Men have many a time donned the avatar of a woman, for fun, work or even in jest. From Bollywood actors to family members, men impersonate women by wearing sarees, putting on makeup and that extra cushion on their chest to create fake breasts, but every man low-key fears developing man-boobs in real life. And nothing can prepare a man for developing breasts because of some side-effects of medicine!
Nicholas Murray from Maryland was put on an antipsychotic drug, Risperdal manufactured by J&J from 2003 to 2008, when he was a child to treat his difficulty sleeping, most likely arising from autism. The drug is mainly used to treat schizophrenia, bipolar disorder and irritability arising from autism.
Murray had filed a lawsuit alleging that he had developed gynecomastia, a condition that causes men to grow breasts, after taking the drug manufactured by the brand, reports India Today.
In his lawsuit, Murray claimed that the company was well-aware of the risk of gynecomastia caused by the consumption of Risperdal’s but they failed to provide thorough information about the same to the doctors and healthcare centers.

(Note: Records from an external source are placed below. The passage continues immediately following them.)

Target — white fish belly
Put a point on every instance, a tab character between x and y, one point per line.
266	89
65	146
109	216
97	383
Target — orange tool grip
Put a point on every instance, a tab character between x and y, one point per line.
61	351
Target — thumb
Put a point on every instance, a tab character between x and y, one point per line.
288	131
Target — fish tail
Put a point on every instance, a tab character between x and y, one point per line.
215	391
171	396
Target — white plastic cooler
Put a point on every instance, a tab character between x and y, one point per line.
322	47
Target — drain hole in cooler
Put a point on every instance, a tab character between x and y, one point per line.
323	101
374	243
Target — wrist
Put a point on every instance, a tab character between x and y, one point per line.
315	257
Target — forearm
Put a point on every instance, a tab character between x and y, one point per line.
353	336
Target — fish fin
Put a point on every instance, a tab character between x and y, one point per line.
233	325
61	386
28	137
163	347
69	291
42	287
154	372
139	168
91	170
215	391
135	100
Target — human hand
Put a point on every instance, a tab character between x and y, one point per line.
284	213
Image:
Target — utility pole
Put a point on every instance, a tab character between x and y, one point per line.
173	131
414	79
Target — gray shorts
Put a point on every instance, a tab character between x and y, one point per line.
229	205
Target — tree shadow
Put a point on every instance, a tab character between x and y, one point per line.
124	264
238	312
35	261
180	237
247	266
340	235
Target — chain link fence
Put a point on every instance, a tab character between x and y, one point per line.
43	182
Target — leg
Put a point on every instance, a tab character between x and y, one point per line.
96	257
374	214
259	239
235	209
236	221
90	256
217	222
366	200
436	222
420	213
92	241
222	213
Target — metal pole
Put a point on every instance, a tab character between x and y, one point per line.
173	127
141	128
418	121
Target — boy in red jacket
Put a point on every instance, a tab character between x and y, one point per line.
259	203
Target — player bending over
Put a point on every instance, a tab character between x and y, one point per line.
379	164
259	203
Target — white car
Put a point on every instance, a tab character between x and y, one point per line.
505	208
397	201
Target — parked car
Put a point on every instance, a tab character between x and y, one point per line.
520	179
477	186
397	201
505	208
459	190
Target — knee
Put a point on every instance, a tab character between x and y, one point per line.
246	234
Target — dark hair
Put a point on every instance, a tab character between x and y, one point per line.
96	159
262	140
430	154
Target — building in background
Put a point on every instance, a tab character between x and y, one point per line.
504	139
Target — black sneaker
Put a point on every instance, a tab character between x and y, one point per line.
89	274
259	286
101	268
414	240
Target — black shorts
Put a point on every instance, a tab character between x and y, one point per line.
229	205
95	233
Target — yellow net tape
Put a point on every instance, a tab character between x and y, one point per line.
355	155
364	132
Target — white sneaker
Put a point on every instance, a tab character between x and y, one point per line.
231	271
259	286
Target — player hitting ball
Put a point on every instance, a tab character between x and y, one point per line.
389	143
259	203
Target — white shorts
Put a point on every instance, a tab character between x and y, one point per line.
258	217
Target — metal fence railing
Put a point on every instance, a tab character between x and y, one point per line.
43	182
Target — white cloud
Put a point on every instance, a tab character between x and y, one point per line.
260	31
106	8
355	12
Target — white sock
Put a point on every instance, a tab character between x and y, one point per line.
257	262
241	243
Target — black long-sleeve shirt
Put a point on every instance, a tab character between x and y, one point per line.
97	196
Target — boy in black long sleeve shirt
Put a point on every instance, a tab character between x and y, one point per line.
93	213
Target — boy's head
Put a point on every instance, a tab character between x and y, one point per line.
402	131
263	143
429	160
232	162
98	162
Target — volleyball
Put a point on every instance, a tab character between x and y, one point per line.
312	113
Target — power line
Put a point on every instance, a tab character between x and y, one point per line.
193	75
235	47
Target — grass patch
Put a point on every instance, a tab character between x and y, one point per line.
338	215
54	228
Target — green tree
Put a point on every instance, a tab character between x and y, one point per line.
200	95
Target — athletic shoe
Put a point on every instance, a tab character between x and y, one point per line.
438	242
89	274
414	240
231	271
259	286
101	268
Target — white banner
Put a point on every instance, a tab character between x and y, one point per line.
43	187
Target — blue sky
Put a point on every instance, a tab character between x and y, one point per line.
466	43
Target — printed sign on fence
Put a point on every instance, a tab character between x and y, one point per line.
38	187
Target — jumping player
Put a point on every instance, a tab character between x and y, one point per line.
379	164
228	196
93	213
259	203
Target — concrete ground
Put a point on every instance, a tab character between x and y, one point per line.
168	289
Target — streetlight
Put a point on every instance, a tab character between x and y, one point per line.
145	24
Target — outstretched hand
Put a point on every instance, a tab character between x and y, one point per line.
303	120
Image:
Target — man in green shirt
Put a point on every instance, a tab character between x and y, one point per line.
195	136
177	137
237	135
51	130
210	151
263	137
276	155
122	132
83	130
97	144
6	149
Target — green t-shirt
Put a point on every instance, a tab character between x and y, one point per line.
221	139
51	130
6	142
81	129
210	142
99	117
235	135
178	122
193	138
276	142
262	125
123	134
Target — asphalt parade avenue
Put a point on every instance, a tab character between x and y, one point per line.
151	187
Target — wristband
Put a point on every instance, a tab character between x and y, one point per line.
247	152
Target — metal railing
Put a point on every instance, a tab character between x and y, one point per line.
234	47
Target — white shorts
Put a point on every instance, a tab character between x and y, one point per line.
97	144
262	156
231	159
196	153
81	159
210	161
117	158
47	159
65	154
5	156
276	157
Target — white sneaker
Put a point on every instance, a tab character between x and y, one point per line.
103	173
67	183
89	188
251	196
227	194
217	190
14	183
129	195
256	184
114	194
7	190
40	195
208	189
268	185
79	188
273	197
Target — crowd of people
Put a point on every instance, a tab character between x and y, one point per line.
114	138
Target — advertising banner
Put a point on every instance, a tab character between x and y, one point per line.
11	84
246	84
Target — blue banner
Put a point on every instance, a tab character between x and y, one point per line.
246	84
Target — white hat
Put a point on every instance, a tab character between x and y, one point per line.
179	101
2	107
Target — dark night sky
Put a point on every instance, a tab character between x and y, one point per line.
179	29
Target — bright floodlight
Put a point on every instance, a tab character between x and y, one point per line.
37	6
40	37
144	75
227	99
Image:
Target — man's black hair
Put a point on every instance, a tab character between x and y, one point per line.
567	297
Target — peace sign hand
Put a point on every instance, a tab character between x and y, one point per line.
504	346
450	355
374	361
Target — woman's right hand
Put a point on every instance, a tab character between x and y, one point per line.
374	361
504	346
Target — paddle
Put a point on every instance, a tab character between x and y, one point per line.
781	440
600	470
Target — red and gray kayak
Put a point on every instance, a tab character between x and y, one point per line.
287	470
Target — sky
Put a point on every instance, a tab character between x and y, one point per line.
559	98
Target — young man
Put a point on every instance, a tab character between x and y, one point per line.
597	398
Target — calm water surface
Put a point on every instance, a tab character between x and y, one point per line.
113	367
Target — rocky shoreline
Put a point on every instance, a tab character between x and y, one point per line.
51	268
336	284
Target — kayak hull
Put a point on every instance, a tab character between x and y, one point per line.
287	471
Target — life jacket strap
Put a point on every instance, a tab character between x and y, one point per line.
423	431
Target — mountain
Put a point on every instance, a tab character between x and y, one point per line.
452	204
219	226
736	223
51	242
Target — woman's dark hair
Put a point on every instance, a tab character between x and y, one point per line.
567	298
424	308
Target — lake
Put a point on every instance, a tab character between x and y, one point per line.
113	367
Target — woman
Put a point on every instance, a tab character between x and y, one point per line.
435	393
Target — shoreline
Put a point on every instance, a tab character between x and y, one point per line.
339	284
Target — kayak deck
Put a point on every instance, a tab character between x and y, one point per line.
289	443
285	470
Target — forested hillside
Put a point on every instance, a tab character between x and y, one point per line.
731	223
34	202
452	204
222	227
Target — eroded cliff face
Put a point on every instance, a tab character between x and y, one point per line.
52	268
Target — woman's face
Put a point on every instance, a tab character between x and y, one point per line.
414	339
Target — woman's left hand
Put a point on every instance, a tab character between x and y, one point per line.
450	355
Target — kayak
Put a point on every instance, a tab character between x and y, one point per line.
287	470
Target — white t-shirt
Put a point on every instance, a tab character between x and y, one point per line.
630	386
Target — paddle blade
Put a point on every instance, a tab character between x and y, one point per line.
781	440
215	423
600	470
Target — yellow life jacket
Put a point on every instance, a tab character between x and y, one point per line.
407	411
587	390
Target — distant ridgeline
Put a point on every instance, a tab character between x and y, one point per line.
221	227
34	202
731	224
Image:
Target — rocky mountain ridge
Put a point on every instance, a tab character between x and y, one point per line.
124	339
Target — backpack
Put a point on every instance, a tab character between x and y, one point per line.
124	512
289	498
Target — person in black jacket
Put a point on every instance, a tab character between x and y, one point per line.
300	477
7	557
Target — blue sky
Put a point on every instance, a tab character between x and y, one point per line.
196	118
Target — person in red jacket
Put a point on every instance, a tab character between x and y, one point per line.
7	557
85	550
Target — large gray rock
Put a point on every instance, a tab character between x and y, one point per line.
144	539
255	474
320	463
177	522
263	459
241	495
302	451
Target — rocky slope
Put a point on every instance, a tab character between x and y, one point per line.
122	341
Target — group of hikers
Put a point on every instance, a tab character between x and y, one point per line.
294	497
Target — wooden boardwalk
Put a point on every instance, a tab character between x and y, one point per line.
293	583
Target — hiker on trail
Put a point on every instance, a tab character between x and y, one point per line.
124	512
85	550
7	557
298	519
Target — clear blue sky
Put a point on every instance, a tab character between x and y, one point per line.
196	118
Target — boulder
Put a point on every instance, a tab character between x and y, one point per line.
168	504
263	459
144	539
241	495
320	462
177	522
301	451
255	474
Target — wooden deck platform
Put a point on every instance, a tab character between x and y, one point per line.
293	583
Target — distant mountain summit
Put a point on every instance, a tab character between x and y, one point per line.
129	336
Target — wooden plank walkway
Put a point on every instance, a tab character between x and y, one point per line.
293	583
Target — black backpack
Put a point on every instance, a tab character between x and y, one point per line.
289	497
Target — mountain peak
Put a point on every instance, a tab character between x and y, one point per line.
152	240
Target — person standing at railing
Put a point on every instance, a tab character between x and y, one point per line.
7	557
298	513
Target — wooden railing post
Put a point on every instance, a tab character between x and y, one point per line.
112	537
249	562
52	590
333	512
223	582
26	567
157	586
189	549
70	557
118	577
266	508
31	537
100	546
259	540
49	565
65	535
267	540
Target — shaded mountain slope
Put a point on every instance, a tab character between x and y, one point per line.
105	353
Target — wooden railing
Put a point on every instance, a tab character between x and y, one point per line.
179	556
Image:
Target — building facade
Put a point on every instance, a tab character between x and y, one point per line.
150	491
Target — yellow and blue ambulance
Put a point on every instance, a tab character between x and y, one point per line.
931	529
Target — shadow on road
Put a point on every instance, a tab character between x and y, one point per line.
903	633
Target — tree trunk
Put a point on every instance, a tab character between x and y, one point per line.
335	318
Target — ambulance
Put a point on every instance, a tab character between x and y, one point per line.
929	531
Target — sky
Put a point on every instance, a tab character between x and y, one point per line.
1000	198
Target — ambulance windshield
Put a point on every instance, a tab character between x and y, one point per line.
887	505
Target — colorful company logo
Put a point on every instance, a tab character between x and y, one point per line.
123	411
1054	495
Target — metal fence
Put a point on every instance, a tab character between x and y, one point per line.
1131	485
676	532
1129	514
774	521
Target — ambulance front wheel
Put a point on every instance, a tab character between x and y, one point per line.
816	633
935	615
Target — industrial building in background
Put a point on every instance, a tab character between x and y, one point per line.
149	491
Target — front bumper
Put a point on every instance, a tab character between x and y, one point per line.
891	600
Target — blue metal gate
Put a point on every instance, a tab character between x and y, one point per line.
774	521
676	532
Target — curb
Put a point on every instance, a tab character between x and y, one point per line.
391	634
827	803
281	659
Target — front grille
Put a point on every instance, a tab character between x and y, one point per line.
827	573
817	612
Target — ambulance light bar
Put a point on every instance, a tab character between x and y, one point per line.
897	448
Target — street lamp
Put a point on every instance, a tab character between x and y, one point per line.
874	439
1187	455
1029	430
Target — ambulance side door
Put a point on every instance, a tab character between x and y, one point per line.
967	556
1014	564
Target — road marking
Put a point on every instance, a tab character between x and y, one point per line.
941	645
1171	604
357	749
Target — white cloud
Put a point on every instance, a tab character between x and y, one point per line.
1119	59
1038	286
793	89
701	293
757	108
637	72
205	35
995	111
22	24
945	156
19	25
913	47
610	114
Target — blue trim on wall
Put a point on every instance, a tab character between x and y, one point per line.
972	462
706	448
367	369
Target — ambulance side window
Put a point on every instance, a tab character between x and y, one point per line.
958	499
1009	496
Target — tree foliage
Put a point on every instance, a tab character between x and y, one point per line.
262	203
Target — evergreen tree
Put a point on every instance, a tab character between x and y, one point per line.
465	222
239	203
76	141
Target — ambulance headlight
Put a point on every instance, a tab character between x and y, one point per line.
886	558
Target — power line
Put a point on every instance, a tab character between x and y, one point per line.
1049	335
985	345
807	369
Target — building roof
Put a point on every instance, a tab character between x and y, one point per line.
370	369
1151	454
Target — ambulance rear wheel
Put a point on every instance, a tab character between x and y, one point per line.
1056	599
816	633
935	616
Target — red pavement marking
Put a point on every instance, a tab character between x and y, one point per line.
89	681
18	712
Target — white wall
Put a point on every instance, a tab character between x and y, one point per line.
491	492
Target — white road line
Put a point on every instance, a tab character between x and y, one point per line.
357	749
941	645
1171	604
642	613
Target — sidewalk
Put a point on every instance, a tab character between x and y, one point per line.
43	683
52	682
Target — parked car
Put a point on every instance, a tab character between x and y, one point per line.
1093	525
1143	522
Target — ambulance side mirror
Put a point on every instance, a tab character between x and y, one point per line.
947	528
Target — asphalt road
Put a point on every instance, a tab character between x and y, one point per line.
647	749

Back in 2015, a judge had originally awarded Murray a compensation of $680,000,(Rs. 4.83 Crores) but this didn’t include punitive damages. And Murray wanted to claim the punitive damages too so, another judge later ruled that a jury could award those damages.
So, the Philadelphia court has ordered Johnson & Johnson to pay $8 billion (Rs. 56.9 crores) to Murray as punitive damage.
Murray is just one of the several plaintiffs that have accused the pharmaceutical brand in a mass tort case that alleges Risperdal’s gynecomastia side-effects. Plaintiffs were barred from seeking punitive damages since 2014. But a Pennsylvania Superior Court ruling in 2018 cleared the way for punitive damages awards, stating that the law of each plaintiff’s state should instead apply.
Meanwhile, a company’s spokesperson said the company is confident that the “grossly disproportionate” award will be overturned. He also added that they were prevented from presenting “a meaningful defense” at the trial as the court excluded key evidence.
“This award for a single plaintiff stands in stark contrast with the initial $680,000 compensatory award and is a clear violation of due process. The United States Supreme Court precedent dictates that punitive damages awards that are a double-digit multiplier of the compensatory award should be set aside,” he said in a statement.
On the other hand, Murray’s lawyer has strongly critisiced the brand, reports Forbes.
Professor Carl Tobias of the University of Richmond School of Law, however, said that he expects the punitive damages to be lowered on appeal.